Twitter token Frequency Relative frequency
the 92771 0.05
and 54549 0.03
to 53502 0.03
a 44950 0.02
of 44237 0.02
i 39063 0.02
in 29720 0.02
that 23036 0.01
is 21531 0.01
it 20259 0.01
[1] “”
News token Frequency Relative frequency
the 7829 0.06
to 3583 0.03
a 3428 0.03
and 3423 0.03
of 3006 0.02
<number> 2882 0.02
in 2572 0.02
for 1348 0.01
that 1341 0.01
is 1068 0.01
[1] “”
Blogs token Frequency Relative frequency
the 92771 0.05
and 54549 0.03
to 53502 0.03
a 44950 0.02
of 44237 0.02
i 39063 0.02
in 29720 0.02
that 23036 0.01
is 21531 0.01
it 20259 0.01

From these tables one can have a feeling of how the token distribution will look like: essentially, a low percentage of words cover a hugh part of text, and the majority of this most frequent words are function words (stop words): prepositions, conjunctions, determinants and pronoums. These words are not very useful for deriving meaning from a text but have a hugh value when it comes to predict the next word based on the previous ones.

What follows is the log distribution of token frequency showing the charactistics of the data distribution commented in the previous paragraph, from another prespective: notice the extreme skewnes, meaning that there are a lot of words that appear just a few times (left side of the histogram) and a limited number of words with a high frequency(rigt side. Also, see the tables above), which cover an important part of the whole corpus.

plot of chunk histograms

2Grams and 3Grams

Frequency of 2 and 3 gram follows a similar distribution than 1 gram, with the function words occupying the highest positions. The distribution is not so skewed though. What follows next is a set of plots showing the distribution of the grams in relation by the text covered by these grams.

plot of chunk ggplot distributionsplot of chunk ggplot distributionsplot of chunk ggplot distributions

It can be seen that with a few tokens we cover a decent size of the text. These skewness tends to decrease once the Ngram size is aumented. We present next, as an example, a table with the percentage of words needed to cover the 50%, 80% and 90% of the text for 1, 2, and 3 grams in the News corpora.

Text covered Prop. of 1gram tokens Prop. of 2gram tokens Prop. of 3gram tokens
50% 0.01 0.21 0.46
80% 0.14 0.69 0.81
90% 0.30 0.93 0.90

Low frequency tokens

There is a large number of tokens with a very low frequency, the prective value of this instances will be null. We can be use this information to stablise a predictive criteria for when an unseeen word (a word that is not in the training set) is presented.

Modeling plans

A pruning of the data, consisting in removing the lowest frequency tokens will be carried out. Before that, a sample of the words with count equal to 1, will be labeled as <UNK> (for unknown word). This information will later be use in the predicting algorithm when confronted with unseen words.
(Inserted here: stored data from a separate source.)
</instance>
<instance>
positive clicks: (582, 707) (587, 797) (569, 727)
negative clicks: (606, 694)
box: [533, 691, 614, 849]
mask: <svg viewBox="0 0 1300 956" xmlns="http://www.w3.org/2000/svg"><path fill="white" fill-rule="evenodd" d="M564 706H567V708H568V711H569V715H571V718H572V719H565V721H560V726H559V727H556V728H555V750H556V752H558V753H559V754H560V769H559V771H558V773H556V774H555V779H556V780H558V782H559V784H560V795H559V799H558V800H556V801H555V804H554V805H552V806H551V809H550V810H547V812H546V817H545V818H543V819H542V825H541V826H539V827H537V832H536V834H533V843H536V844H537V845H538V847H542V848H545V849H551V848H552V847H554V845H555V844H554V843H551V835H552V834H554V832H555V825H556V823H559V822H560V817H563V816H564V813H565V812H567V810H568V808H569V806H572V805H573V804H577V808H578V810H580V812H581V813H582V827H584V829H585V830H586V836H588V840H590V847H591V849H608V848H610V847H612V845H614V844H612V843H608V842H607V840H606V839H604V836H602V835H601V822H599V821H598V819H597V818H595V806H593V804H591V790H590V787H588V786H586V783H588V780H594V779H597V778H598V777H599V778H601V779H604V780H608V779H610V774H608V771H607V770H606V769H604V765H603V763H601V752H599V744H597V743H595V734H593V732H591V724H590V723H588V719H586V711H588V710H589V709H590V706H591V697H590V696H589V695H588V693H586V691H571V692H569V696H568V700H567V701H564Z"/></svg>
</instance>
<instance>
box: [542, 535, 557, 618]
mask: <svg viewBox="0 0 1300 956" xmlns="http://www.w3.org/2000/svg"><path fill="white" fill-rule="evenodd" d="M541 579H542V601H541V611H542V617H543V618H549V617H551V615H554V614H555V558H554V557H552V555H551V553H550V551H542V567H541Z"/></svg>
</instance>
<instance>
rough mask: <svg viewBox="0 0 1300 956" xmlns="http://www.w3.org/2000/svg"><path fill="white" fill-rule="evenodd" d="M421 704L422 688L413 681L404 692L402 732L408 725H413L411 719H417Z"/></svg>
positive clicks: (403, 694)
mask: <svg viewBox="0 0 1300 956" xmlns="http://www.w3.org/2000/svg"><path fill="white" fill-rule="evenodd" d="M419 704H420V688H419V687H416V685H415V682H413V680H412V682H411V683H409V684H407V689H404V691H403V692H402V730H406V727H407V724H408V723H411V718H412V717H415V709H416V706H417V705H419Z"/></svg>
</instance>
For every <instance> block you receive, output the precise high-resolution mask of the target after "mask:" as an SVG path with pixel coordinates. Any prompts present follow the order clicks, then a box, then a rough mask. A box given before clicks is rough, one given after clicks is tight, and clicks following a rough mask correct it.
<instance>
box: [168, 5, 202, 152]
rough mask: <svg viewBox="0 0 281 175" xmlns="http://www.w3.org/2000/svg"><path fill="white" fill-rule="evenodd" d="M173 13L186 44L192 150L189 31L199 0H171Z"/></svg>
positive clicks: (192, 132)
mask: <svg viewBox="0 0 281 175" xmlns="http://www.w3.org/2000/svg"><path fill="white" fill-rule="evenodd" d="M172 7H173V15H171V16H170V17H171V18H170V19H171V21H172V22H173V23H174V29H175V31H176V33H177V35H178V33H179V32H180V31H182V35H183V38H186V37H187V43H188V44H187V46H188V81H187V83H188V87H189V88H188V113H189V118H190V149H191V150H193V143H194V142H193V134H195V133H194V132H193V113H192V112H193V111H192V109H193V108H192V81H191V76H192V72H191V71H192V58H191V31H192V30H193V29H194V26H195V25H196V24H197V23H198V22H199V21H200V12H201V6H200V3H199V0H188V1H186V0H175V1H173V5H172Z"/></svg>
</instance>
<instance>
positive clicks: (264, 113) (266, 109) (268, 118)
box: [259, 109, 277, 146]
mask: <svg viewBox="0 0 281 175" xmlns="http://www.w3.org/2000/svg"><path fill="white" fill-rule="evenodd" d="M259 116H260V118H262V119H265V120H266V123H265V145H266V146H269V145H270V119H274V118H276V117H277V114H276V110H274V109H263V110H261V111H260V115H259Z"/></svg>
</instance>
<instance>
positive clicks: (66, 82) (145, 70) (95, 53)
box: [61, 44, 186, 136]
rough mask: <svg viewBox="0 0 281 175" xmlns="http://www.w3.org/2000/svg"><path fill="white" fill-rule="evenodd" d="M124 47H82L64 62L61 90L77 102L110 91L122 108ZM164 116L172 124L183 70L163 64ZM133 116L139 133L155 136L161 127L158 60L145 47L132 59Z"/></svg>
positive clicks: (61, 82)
With the remaining data an Ngram model for prediction will be performed. As can be seen from the tables, the frequency of a given token has been computed and will be used as an stimation of the probability. The prediction will consist in picking the word whose previous Ngram (a large one, if possible) has the highest joint frequency. In case the predicted value is <UNK>, the prediction will come from the n-1 gram with highest frequency and so on.

What follows is the heading of the 3Gram news frequency table just to show that 3Gram joint frequencies have also been computed.

##                      token freq       rel
## 53685           one of the   60 0.0006144
## 47507   more than <number>   43 0.0004403
## 2285              a lot of   41 0.0004198
## 723    <number> percent of   37 0.0003789
## 904   <number> to <number>   36 0.0003686
## 38177         in the first   35 0.0003584
## 30757          going to be   30 0.0003072
## 3994      according to the   29 0.0002970
## 55655          part of the   27 0.0002765
## 51561      of the <number>   26 0.0002662

In order to make the model even more efficient the main data structue will be turn into a trie structure with three levels based on the firs three letters of the NGrams.

Final product

An application using the shiny package from R will be developed. It will consist in a text input fied, and a set of options (three or more) from which the user can select the word next. These options will change with change according to the letter typed.